Occhio alla truffa, è proprio il caso di sottolinearlo. Stanno circolando anche in Valle d’Aosta numerosi messaggi truffaldini ben congegnati, i quali sono tentativi di appropriazione di dati personali e di pagamento comunemente chiamati “fishing”.

Nello specifico starebbero girando dei messaggi apparentemente inviati da Poste Italiane, ed in realtà spediti da anonimi truffatori senza scrupoli. Il meccanismo è semplice, però decisamente ingannevole.

Per prima cosa vi potrebbe arrivare un messaggio che vi segnala un tentativo di accesso ai vostri dati, rivelandovi dettagli molto circostanziati sulla presunta violazione. Il messaggio potrebbe rivelarsi molto insidioso, perché graficamente riproduce in modo fedele i messaggi che Poste Italiane spedice come comunicazioni ai cittadini e utenti.

Allarmati dalla violazione è molto facile seguire le istruzioni indicate nel messaggio per evitare un presunto blocco del proprio conto postale. Qui verrà pertanto richiesto di inserire alcuni dati personali e del proprio account postale che, una volta inseriti, saranno in mano ai truffatori. Fra questi particolarmente importante è il numero telefonico.

Una volta inserito il proprio numero telefonico, infatti, dopo alcune ore si riceverà una telefonata in cui un presunto addetto del “servizio sicurezza” delle Poste Italiane vi chiederà se possiate confermare che siate voi, legittimi titolari del conto postale, gli artefici di un determinato movimento dal conto avvenuto in Albania alcuni giorni prima. Ed è in questo momento che la truffa è quasi compiuta, perché alla probabile conferma che il tentativo di movimento (in realtà inesistente) non sia di vostra origine, il presunto addetto del servizio di sicurezza farà confessare all’ignaro truffato il PIN della propria carta con il paradossale pretesto di verificare e bloccare il movimento anomalo.

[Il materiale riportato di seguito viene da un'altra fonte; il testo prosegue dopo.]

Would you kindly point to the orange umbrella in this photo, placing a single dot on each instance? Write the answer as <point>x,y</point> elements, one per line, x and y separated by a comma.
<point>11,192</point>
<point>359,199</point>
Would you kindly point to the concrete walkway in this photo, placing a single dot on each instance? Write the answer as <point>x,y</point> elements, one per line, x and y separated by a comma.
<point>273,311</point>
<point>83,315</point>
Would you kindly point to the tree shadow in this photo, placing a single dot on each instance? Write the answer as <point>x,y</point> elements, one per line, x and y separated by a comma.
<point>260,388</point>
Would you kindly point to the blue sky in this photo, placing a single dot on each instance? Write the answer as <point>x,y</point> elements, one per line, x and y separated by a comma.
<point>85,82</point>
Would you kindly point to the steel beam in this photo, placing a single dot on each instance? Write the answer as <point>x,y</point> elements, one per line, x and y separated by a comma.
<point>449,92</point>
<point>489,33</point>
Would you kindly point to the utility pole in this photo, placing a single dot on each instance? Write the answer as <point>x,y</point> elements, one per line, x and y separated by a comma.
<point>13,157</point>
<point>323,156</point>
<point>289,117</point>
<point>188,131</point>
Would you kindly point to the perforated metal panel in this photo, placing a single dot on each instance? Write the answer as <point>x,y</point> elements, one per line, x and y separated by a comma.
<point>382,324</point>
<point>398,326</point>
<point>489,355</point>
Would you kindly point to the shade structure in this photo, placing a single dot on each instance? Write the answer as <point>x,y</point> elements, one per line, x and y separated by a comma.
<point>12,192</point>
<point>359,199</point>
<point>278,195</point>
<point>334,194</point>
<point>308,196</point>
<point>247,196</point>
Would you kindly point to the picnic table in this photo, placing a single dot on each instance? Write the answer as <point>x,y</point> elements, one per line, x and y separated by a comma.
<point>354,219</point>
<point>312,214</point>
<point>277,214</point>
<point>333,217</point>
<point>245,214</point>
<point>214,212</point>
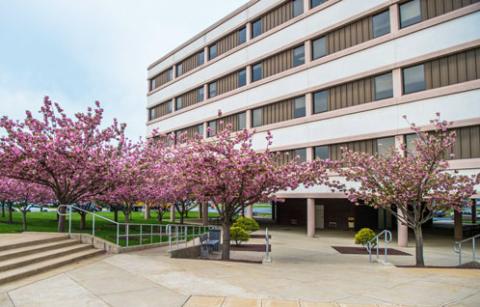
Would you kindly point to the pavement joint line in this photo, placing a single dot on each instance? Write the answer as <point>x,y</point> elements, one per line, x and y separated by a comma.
<point>88,290</point>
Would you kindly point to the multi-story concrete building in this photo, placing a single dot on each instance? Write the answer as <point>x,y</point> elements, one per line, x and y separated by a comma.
<point>325,74</point>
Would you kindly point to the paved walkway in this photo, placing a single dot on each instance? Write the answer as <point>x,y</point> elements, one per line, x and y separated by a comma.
<point>303,271</point>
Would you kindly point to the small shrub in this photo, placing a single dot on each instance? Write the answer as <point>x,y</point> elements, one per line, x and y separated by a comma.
<point>246,223</point>
<point>238,234</point>
<point>364,235</point>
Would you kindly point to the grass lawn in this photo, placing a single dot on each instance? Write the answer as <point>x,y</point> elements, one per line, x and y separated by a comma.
<point>46,222</point>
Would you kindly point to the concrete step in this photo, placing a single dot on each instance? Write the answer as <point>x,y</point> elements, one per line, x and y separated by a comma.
<point>36,268</point>
<point>31,243</point>
<point>37,248</point>
<point>14,263</point>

Come difendersi dal fishing?

I tentativi di appropriazione online di dati sensibili e dei conti correnti stanno diventando ogni giorno più sofisticati, in particolare nelle fasce di popolazione che non hanno una forte cultura digitale. Nella maggior parte dei casi però, è possibile evitare truffe odiose adottando alcuni comportamenti di prevenzione abbastanza semplici.

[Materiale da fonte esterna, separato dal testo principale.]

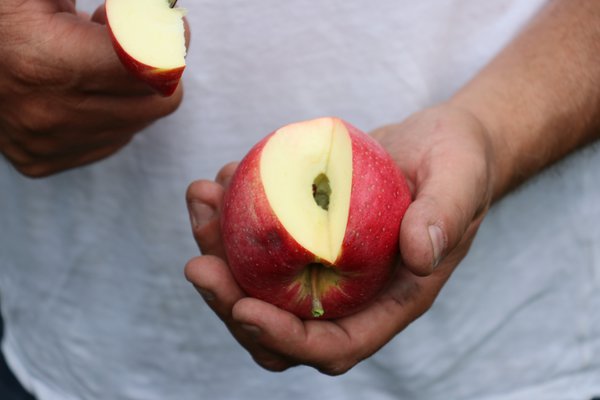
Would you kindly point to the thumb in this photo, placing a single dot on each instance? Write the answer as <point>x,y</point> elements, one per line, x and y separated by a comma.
<point>447,203</point>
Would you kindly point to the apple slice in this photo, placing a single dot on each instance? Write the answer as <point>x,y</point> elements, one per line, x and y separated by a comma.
<point>311,218</point>
<point>149,38</point>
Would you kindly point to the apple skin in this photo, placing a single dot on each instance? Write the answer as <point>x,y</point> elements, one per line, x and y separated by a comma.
<point>163,81</point>
<point>266,260</point>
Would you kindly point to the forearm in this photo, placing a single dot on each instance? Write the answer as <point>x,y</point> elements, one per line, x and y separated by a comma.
<point>540,97</point>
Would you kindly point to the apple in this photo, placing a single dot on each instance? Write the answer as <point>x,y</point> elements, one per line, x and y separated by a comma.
<point>149,38</point>
<point>311,219</point>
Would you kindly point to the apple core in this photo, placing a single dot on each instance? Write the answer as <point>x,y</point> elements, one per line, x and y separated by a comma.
<point>307,177</point>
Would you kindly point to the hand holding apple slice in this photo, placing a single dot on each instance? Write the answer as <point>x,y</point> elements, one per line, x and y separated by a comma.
<point>149,38</point>
<point>311,219</point>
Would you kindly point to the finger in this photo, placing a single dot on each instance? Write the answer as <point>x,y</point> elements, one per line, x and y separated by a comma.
<point>99,15</point>
<point>334,347</point>
<point>204,202</point>
<point>447,201</point>
<point>213,280</point>
<point>102,112</point>
<point>93,61</point>
<point>39,168</point>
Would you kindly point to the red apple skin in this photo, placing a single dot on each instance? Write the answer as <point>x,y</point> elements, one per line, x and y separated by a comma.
<point>266,261</point>
<point>163,81</point>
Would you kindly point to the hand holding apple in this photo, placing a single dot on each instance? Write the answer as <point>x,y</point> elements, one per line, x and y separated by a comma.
<point>65,99</point>
<point>311,219</point>
<point>447,160</point>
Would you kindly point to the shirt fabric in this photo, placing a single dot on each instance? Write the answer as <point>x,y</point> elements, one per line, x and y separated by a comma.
<point>91,260</point>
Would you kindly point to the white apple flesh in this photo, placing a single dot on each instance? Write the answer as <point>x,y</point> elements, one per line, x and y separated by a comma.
<point>311,219</point>
<point>149,38</point>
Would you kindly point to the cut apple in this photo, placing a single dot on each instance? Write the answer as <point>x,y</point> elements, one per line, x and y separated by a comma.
<point>149,38</point>
<point>295,163</point>
<point>311,219</point>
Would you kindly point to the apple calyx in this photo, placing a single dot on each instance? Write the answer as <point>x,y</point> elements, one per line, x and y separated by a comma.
<point>316,279</point>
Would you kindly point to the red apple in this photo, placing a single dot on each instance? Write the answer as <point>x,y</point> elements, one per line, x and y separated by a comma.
<point>311,219</point>
<point>149,38</point>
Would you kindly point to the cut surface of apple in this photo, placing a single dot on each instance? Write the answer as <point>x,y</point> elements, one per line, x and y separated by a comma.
<point>299,164</point>
<point>311,218</point>
<point>149,37</point>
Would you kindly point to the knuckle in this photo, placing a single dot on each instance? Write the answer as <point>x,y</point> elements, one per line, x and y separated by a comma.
<point>270,363</point>
<point>336,368</point>
<point>34,170</point>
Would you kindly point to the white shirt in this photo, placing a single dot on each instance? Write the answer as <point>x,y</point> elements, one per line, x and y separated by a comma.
<point>93,294</point>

Il primo è controllare sempre il codice URL della pagina che ci chiede di inserire dati personali. Nel caso di specie, ad esempio, il presunto messaggio delle Poste Italiane, che riproduce in modo perfetto la grafica del sito, tradisce la sua fraudolenza proprio dal link del sito. Un sito che si chiama cprapid.com evidentemente nulla può avere a che fare con le Poste Italiane.

Il sito fake che riproduce il sito di Poste Italiane

Se anche – per distrazione – non si fa caso al dettaglio del link del sito, è bene ricordare che nessun ente, gestore o fornitore di servizi accreditato, in particolare Poste Italiane, ha uso di chiamare i propri clienti da un presunto “servizio di sicurezza”. Poste Italiane non chiama i propri utenti per segnalare presunti movimenti irregolari dai conti, in caso di dubbio circa la natura del movimento il blocco della carta o del conto è automatico. Nessun operatore vero di Poste Italiane vi chiederà mai di fornire telefonicamente – specie da numeri anonimi – un dato personale come il codice PIN, seppur spacciandolo come un dato necessario ad un controllo nel vostro interesse.

Il confine tra evitare una truffa ed esser truffati oggi, purtroppo, è sempre più labile. Ed anche avere una buona padronanza dei mezzi digitali non è sempre una garanzia.